From: Hal Finney <hal.domain.name.hidden>
Date: Wed, 12 Oct 2005 11:59:39 -0700 (PDT)

Ben Goertzel writes:
> Hal,
> > It won't make any difference, because the CC is not used in the way you
> > imagine. It doesn't have to produce a record and it doesn't have to erase
> > any records.
>
> OK, mea culpa, maybe I misunderstood the apparatus and it was not the CC
> that records
> things, but still the records
> could be kept somewhere, and one can ask what would happen if the records
> were
> kept somewhere else (e.g. in a macroscopic medium). No?

I don't think this makes sense, at least I can't understand it.


> > The point is, there is no change to the s photon when we put the polarizer
> > over by p. Its results do not visibly change from non-interference
> > to interference, as the web page might imply. (If that did happen,
> > we'd have the basis for a faster than light communicator.) No, all
> > that is happening is that we are choosing to throw out half the data,
> > and the half we keep does show interference.
>
> Yes but we are choosing which half to throw out in a very peculiar way --
> i.e. we are throwing it out by "un-happening" it after it happened,
> by destroying some records that were only gathered after the events
> recorded in the data already happened...
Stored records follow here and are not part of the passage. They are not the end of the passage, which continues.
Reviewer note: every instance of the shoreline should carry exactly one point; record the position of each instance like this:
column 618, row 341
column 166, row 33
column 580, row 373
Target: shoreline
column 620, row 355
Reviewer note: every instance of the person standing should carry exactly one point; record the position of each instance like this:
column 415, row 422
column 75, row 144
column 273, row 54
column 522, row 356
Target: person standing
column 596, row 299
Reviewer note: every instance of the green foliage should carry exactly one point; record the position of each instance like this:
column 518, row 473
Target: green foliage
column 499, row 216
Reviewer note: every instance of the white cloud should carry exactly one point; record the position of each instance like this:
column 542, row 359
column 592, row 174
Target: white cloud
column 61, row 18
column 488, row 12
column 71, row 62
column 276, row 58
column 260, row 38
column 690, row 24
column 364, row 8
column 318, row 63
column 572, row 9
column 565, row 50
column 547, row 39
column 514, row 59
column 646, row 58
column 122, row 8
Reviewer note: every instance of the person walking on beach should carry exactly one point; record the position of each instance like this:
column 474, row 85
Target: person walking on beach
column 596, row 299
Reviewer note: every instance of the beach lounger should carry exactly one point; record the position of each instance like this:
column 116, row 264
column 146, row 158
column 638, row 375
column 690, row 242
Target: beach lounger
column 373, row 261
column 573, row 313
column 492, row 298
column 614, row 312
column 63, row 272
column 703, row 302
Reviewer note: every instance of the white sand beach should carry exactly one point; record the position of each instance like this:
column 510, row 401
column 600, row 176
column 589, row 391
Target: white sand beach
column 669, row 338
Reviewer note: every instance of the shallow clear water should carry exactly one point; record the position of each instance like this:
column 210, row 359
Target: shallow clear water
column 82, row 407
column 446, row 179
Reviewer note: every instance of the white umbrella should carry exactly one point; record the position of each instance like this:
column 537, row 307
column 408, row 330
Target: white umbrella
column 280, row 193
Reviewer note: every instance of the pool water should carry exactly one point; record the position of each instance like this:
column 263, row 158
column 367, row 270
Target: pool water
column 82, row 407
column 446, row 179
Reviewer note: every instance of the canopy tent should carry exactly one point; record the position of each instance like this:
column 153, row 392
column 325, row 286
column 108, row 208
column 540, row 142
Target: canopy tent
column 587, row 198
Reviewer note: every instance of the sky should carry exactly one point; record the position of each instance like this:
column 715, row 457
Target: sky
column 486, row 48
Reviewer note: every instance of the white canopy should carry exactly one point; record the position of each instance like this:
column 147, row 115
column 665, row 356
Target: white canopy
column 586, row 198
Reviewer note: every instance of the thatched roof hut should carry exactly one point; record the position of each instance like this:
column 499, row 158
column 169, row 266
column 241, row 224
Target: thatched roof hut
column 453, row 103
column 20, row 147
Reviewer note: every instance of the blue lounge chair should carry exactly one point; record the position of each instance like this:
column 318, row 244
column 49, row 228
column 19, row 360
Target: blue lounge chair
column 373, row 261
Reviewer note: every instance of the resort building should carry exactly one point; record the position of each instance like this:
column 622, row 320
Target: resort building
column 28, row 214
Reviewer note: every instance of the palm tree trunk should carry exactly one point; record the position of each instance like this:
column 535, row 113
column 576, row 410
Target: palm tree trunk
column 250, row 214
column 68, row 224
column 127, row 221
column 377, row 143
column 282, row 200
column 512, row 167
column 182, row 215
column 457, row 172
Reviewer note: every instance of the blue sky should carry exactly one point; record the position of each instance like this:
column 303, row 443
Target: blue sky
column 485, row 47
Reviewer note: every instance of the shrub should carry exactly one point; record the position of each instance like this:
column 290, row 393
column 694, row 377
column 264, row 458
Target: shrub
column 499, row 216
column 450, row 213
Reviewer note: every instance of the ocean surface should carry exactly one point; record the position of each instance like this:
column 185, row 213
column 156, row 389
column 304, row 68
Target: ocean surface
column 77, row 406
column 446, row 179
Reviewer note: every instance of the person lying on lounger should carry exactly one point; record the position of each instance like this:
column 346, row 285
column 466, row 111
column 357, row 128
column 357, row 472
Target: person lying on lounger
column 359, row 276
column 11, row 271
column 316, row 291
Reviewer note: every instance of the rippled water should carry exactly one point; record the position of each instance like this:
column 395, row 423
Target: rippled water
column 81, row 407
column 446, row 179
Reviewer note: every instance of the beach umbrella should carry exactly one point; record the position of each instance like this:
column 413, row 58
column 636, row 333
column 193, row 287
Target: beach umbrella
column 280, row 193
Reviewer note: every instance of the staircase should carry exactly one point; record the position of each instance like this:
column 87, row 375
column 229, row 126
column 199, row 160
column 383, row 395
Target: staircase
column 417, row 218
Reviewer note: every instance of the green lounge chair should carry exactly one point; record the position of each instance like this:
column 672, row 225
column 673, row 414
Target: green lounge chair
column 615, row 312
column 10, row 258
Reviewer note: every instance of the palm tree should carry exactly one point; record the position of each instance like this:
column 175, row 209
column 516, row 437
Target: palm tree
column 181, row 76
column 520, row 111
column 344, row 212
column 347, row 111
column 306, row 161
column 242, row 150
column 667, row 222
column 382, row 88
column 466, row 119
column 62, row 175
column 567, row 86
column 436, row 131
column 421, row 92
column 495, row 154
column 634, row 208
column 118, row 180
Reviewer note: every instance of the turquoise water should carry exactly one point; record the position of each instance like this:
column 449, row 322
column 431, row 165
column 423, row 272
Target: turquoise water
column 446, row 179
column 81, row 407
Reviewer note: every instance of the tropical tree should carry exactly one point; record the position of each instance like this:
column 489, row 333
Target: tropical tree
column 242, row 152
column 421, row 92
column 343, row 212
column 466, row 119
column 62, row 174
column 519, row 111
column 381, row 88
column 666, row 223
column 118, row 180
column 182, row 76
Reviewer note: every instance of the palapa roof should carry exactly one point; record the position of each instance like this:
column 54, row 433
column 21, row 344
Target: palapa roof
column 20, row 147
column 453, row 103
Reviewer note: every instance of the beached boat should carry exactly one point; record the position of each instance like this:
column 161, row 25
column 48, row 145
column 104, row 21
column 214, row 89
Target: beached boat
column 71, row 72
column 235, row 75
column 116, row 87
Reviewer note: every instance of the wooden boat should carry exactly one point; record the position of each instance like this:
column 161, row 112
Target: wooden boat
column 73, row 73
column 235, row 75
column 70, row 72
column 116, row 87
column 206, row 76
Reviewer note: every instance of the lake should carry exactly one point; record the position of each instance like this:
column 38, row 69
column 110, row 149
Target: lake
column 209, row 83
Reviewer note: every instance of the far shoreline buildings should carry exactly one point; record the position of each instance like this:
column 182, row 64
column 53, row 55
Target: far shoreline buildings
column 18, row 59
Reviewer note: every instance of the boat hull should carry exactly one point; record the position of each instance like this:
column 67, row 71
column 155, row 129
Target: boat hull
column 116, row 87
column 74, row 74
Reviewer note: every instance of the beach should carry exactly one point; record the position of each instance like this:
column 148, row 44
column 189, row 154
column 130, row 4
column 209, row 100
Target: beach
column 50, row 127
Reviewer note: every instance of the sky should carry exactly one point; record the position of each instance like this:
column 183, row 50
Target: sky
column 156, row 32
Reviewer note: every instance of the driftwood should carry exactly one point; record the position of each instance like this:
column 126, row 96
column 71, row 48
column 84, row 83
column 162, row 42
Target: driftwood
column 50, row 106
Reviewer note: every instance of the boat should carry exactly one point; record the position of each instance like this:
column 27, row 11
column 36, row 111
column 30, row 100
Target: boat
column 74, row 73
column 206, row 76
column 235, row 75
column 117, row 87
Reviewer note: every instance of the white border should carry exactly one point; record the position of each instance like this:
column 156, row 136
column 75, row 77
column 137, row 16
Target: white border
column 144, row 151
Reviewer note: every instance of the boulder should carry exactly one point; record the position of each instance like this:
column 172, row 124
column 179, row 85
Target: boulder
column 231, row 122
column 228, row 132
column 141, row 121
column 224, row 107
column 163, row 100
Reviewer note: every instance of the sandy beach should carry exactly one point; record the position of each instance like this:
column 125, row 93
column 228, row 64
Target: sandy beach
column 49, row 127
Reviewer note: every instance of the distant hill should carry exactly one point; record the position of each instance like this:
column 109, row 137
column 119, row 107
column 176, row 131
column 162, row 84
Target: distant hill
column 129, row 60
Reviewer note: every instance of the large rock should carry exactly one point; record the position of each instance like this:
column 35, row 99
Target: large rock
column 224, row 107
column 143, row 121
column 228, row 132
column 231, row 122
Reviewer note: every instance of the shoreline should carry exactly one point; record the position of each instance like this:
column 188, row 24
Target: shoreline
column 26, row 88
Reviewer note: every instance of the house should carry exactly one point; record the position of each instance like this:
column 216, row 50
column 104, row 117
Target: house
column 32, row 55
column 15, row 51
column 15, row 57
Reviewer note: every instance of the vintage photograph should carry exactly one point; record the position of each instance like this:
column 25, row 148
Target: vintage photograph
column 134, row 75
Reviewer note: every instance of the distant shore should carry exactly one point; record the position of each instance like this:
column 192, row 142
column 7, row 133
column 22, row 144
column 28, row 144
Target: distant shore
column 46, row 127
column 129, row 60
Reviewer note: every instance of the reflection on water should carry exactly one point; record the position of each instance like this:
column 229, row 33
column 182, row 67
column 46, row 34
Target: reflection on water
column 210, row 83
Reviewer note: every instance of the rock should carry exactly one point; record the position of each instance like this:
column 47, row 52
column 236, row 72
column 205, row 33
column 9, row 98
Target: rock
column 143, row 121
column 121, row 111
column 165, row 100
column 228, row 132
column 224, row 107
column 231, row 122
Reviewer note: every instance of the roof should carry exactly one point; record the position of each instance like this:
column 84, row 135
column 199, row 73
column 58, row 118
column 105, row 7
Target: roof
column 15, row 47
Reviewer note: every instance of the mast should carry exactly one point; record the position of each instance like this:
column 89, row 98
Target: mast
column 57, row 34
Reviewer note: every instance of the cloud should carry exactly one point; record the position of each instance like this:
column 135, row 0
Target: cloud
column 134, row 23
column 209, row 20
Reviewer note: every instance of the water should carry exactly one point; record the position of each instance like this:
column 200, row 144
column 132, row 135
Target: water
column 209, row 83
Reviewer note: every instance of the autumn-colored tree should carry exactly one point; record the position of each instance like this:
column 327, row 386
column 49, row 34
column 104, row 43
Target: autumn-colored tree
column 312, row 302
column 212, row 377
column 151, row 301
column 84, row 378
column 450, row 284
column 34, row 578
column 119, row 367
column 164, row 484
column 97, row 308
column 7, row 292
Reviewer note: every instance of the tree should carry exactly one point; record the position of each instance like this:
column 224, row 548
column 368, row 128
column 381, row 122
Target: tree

You have to try to stop thinking of this in mystical terms. IMO people
present a rather prosaic phenomenon in a misleading and confusing way,
and this is giving you an incorrect idea. Nothing is un-happening.
No records are destroyed after they were gathered.

Forget that anybody told you this was a "quantum eraser" and think
about what really happens. When all the polarizers are in place, half
of the p photons get eaten and half get through. This gives us a way
to split up the s measurements into two halves. It turns out that each
half independently shows interference, but that the two interference
patterns are the opposite of each other. When you combine the two halves
back together, the peaks of one half fill in the valleys of the other,
and the data set as a whole shows no interference.

Look at it concretely as it might happen in the lab. We record a bunch
of s measurements and also record whether we get a coincidence with a p
photon getting through, in the CC. Maybe we write a little check mark
next to the s measurements where there was a p photon coincidence.

We go through afterwards to analyze the data. If we just plot all
the s measurements we see a smooth curve, no interference. Now we
go through and cross off the ones where there was no p coincidence.
We cross off s measurement number 1, then numbers 3 and 4, then 5, 7,
10 through 12, and so on. When we plot the remaining measurements,
now we see an interference pattern.

In other words, the coincidence with the p photon identifies a subset
of the s measurements which shows interference. The total collection
of s measurements still shows no interference.

There is no real "erasing" going on. Whoever coined the term "quantum
eraser" was a master of public relations, but unfortunately he confused
millions of lay people into getting the wrong idea about the physics.